The girl’s brother emerged from his bedroom, standing at the head of the table, looking at their game. “Kev, you don’t have to babysit her. She can amuse herself, man.” He grinned. The girl didn’t even know that she was supposed to be offended. She was supposed to get mad at her brother when he said stuff like that about her. But she didn’t. Her brother disappeared into the kitchen and returned seconds later with a bag of chips under his arm and two beers in each hand. “Let’s go,” her brother whispered to Ke
vin, making sure his father wouldn’t see them stealing his beer.

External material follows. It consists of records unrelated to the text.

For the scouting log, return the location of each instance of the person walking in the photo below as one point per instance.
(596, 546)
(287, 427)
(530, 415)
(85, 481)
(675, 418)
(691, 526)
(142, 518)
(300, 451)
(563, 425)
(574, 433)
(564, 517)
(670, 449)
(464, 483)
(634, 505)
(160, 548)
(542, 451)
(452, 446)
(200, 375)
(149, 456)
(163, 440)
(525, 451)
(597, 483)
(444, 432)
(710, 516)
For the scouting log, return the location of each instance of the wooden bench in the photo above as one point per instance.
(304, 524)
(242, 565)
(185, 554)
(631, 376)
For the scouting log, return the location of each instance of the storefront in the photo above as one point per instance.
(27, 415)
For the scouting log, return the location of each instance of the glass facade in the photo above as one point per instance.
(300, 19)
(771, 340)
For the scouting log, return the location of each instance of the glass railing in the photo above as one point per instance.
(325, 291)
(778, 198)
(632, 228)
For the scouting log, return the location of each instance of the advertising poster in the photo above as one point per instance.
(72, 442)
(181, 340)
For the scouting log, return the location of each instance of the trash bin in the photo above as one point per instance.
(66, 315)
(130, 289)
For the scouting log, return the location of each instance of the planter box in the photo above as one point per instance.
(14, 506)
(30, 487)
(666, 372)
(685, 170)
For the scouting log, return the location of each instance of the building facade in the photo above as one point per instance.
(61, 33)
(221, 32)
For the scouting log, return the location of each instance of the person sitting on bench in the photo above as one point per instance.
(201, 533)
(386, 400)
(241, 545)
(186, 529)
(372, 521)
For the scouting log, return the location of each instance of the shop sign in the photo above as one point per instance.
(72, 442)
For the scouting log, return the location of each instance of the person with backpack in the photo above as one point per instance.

But the girl wanted to keep playing whatever game this was. She wanted to finish. Because this, she thought, could be the biggest night of her life.
“Edy.” Caelin grabbed the girl’s attention. He pointed a finger at her and then placed it against his lips, the universal sign of silence. “Got it?”
She nodded, thinking they were just so cool, feeling so special to be in on their delinquency.
Kevin pushed his chair out and stood up. “Good game, Eeds.”
Then the boys left the room with their bootleg beer and chips. The girl tried to breathe normally, and then she slid her glasses back on her face where they belonged. She cleared away the colored money and the plastic houses, the dog and the shoe. She folded the board up inside of the falling-apart box and set it back on the game shelf in the hall closet where it belonged. But something still felt out of place.
She tiptoed into the living room, kissed her mother and her father good night, and sent herself to bed promptly at eleven. She knew because as she shut her bedroom door, she heard the news say: “It’s eleven o’clock, do you know where your children are?” She tucked herself in tight and pushed all her stuffed animals away, up against the wall—stuffed animals were for kids, and, God, how the girl was so sick of being a kid, that stupid, stupid girl.
As the girl closed her eyes, she was thinking of him. Thinking that maybe he was thinking of her, too. But he wasn’t thinking of her in that way. He was holding her in the palm of his hand, wrapping her around his fingers, one at a time, twisting and molding and bending her brain. I try to whisper in the girl’s ear: “Edy, get up. Just lock your door. That’s all you need to do. Lock your door, Edy, please!” I shout, but the girl doesn’t hear me. It’s too late.
I open my eyes. I’m breathing heavy. My forehead is beaded with sweat. My hands are wrapped tight around the edges of the cup holders. I look around quickly. Mara touches my arm and whispers, “What are you doing? Are you okay?”
I’m okay. I’m safe. It was a dream. Only a dream. And now I’m awake.